EU ministers join forces in support of Iran deal
LUXEMBOURG - The EU is to dispatch its chief diplomat Federica Mogherini to Washington next month to fight for the Iran nuclear deal after US President Donald Trump threatened to tear it up.
EU foreign ministers meeting in Luxembourg on Monday joined a chorus of international support for the landmark 2015 accord, warning that Trump's hardline stance jeopardised efforts to find a peaceful solution to the nuclear crisis with North Korea.
Trump caused alarm across the Atlantic with a belligerent speech on Friday in which he stopped short of pulling out of the agreement but warned he could do so at any time, restating his belief that the deal was letting Iran off the hook.
He left it to the US Congress to decide whether to reimpose sanctions that were lifted in return for Tehran abandoning its nuclear ambitions.
Mogherini, the EU's foreign policy head, said she would "be in Washington in early November" to urge US lawmakers not to pull out of the deal, known officially as the JCPOA, which was negotiated with Iran over 12 painstaking years by the US, Britain, France, China, Germany and Russia.
Ditching the deal when Tehran has repeatedly been certified as keeping up its end of the bargain by UN inspectors would send a signal to North Korea that negotiating with the international community is a waste of time, EU ministers fear.
"Clearly the ministers are concerned about the fact that messages on the JCPOA might affect negatively the possibility of opening negotiations or opening even the space for negotiations with the DPRK," Mogherini told reporters after the bloc's 28 foreign ministers held talks in Luxembourg.
- 'Military confrontation' -
German Foreign Minister Sigmar Gabriel said Trump's hardline stance risked dragging the world back to a "military confrontation" with Iran.
"The threatened termination of the deal with Iran of course undermines the credibility of such international treaties," he said.
The Luxembourg meeting will sign off on a new package of EU sanctions aimed at punishing Pyongyang for its recent nuclear and ballistic missile tests and drying up revenue streams it needs for its weapons programmes.
The EU hopes economic pressure will help bring the North to the bargaining table, but Mogherini said that weakening the Iran deal would make it harder to persuade the North to talk.

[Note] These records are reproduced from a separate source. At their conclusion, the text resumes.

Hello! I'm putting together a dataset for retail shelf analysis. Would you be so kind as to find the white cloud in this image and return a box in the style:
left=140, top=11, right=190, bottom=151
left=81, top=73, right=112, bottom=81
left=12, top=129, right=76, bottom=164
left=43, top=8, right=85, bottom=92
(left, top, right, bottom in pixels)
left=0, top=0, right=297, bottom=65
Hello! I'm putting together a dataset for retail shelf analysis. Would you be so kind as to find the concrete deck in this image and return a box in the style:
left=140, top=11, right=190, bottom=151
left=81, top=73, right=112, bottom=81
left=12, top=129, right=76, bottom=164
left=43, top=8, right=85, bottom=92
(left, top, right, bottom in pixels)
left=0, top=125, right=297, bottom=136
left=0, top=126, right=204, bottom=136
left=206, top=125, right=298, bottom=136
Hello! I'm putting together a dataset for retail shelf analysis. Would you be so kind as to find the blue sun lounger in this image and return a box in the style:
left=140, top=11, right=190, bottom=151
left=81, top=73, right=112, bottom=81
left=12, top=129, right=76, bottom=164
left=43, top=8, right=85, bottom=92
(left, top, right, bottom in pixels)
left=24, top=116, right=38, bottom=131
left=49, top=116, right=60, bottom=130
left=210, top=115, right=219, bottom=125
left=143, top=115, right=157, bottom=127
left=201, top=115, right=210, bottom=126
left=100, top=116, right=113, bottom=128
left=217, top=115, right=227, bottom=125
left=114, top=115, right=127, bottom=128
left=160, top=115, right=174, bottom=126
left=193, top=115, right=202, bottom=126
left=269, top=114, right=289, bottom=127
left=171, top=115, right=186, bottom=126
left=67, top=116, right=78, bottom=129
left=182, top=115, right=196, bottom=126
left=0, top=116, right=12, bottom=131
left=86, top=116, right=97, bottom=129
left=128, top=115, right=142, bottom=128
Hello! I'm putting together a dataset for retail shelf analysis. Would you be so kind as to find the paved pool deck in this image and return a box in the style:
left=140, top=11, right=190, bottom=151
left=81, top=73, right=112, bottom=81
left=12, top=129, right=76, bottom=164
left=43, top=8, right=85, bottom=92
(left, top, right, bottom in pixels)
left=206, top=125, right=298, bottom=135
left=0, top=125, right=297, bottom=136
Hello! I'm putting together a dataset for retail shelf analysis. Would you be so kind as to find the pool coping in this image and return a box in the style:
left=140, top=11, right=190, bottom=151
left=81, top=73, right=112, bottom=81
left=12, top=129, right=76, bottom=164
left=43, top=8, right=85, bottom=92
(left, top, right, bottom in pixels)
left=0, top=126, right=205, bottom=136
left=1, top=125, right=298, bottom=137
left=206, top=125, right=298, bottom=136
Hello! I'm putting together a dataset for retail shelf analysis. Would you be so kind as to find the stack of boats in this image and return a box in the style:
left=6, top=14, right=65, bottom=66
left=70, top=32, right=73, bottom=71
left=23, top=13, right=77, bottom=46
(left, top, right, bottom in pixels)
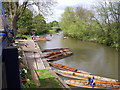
left=49, top=62, right=120, bottom=89
left=42, top=48, right=73, bottom=61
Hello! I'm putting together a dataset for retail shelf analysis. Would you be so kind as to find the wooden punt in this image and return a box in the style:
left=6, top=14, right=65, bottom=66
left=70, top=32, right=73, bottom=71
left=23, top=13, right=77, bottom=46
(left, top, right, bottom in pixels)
left=54, top=70, right=117, bottom=82
left=49, top=62, right=91, bottom=75
left=48, top=52, right=73, bottom=60
left=37, top=35, right=45, bottom=37
left=44, top=49, right=70, bottom=58
left=64, top=80, right=120, bottom=89
left=42, top=48, right=69, bottom=52
left=35, top=37, right=50, bottom=41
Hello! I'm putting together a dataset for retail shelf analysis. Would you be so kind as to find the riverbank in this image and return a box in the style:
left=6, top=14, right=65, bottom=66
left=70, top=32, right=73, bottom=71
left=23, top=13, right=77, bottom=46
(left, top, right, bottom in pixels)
left=16, top=39, right=70, bottom=89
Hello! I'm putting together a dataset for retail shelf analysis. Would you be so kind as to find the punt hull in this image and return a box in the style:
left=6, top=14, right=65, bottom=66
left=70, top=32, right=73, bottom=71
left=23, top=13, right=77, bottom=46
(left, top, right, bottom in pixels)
left=55, top=70, right=117, bottom=82
left=42, top=48, right=69, bottom=52
left=50, top=62, right=91, bottom=75
left=64, top=80, right=120, bottom=89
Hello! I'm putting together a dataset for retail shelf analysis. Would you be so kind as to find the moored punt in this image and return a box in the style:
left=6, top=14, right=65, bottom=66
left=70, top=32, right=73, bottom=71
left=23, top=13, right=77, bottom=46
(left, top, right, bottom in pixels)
left=37, top=35, right=45, bottom=37
left=42, top=48, right=69, bottom=52
left=35, top=37, right=50, bottom=41
left=55, top=70, right=117, bottom=82
left=49, top=62, right=91, bottom=75
left=64, top=80, right=120, bottom=89
left=44, top=49, right=70, bottom=58
left=47, top=52, right=73, bottom=61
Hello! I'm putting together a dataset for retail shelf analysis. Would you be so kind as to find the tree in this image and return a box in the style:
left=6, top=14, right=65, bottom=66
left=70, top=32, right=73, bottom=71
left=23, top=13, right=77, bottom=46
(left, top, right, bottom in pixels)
left=94, top=0, right=120, bottom=47
left=32, top=14, right=47, bottom=34
left=2, top=0, right=56, bottom=36
left=60, top=6, right=94, bottom=39
left=17, top=8, right=33, bottom=34
left=50, top=21, right=59, bottom=27
left=60, top=1, right=120, bottom=48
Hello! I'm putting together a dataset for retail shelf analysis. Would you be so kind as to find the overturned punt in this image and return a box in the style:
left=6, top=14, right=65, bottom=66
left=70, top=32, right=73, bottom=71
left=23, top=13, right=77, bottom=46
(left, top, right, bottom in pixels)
left=64, top=80, right=120, bottom=89
left=50, top=62, right=91, bottom=75
left=44, top=49, right=70, bottom=58
left=42, top=48, right=69, bottom=52
left=54, top=70, right=117, bottom=82
left=47, top=52, right=73, bottom=61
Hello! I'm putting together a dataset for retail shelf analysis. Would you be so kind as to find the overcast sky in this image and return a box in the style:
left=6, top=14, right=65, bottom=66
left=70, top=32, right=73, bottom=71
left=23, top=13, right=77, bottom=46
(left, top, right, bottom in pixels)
left=45, top=0, right=96, bottom=23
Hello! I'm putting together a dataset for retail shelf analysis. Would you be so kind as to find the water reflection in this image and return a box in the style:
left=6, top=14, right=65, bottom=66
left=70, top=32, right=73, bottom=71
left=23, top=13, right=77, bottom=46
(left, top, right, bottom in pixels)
left=38, top=33, right=118, bottom=80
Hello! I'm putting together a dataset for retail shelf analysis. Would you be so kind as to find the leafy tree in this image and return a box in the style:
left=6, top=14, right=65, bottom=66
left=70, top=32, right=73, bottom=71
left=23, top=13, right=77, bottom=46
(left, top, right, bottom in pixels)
left=50, top=21, right=59, bottom=27
left=60, top=6, right=94, bottom=40
left=94, top=1, right=120, bottom=47
left=2, top=0, right=56, bottom=36
left=32, top=14, right=47, bottom=34
left=60, top=1, right=120, bottom=48
left=17, top=8, right=33, bottom=34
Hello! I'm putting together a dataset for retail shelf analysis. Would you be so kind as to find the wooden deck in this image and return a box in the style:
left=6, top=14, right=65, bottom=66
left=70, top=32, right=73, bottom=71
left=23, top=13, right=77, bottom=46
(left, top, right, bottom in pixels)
left=17, top=39, right=70, bottom=89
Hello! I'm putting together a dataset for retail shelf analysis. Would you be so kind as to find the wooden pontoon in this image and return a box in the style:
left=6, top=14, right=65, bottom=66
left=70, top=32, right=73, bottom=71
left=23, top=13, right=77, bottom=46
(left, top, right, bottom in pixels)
left=42, top=48, right=69, bottom=52
left=54, top=70, right=117, bottom=82
left=64, top=80, right=120, bottom=89
left=49, top=62, right=91, bottom=75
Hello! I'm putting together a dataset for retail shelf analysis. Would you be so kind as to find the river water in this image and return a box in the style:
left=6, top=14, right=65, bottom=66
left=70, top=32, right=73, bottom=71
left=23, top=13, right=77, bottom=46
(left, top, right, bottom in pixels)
left=38, top=33, right=118, bottom=80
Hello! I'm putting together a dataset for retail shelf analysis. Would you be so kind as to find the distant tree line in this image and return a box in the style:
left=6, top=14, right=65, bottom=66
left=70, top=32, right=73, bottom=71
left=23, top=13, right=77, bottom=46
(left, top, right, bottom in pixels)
left=59, top=1, right=120, bottom=48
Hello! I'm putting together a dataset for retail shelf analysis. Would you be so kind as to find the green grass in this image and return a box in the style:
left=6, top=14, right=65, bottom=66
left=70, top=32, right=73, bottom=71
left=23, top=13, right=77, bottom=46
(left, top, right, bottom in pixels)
left=23, top=35, right=32, bottom=39
left=16, top=34, right=32, bottom=39
left=36, top=69, right=62, bottom=88
left=49, top=29, right=57, bottom=34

"Obviously any step that fragilises the global nuclear non-proliferation architecture elsewhere makes our work more difficult on DPRK," she said, referring to the North's official name of the Democratic People's Republic of Korea.
The warnings from Europe come after US Secretary of State Rex Tillerson argued that Trump's stance sent a message to North Korea that Washington would insist on a "very demanding agreement" with Pyongyang.
The leaders of France, Britain and Germany gave a rebuke to Trump in a joint statement on Friday which said the deal remained "in our shared national security interest".
Russia and China also voiced their support for the agreement.
The UN's atomic agency has repeatedly certified that Iran is sticking to its technical requirements under the accord, but Trump has insisted that the "fanatical regime" in Tehran is not living up to the "spirit" of the deal.
French Foreign Minister Jean-Yves Le Drian warned that any rupture would be "extremely damaging".
- Intense lobbying -
EU officials have already been lobbying members of Congress not to turn their backs on the accord, which was endorsed unanimously by the UN Security Council, and Mogherini, touted as a Nobel Peace Prize candidate for her work on the deal, had already delivered an angry retort to Trump on Friday.
"It is clearly not in the hands of any president of any country in the world to terminate an agreement of this sort. The president of the United States has many powers (but) not this one," she said.
Diplomats say that European powers share some of Trump's concerns about Iran's activities not covered by the nuclear deal -- notably its ballistic missile programme and involvement in numerous Middle East conflicts, including the war in Syria.
But they say these should be dealt with in other forums and warn it would be a calamitous mistake to sacrifice the achievement of the nuclear deal.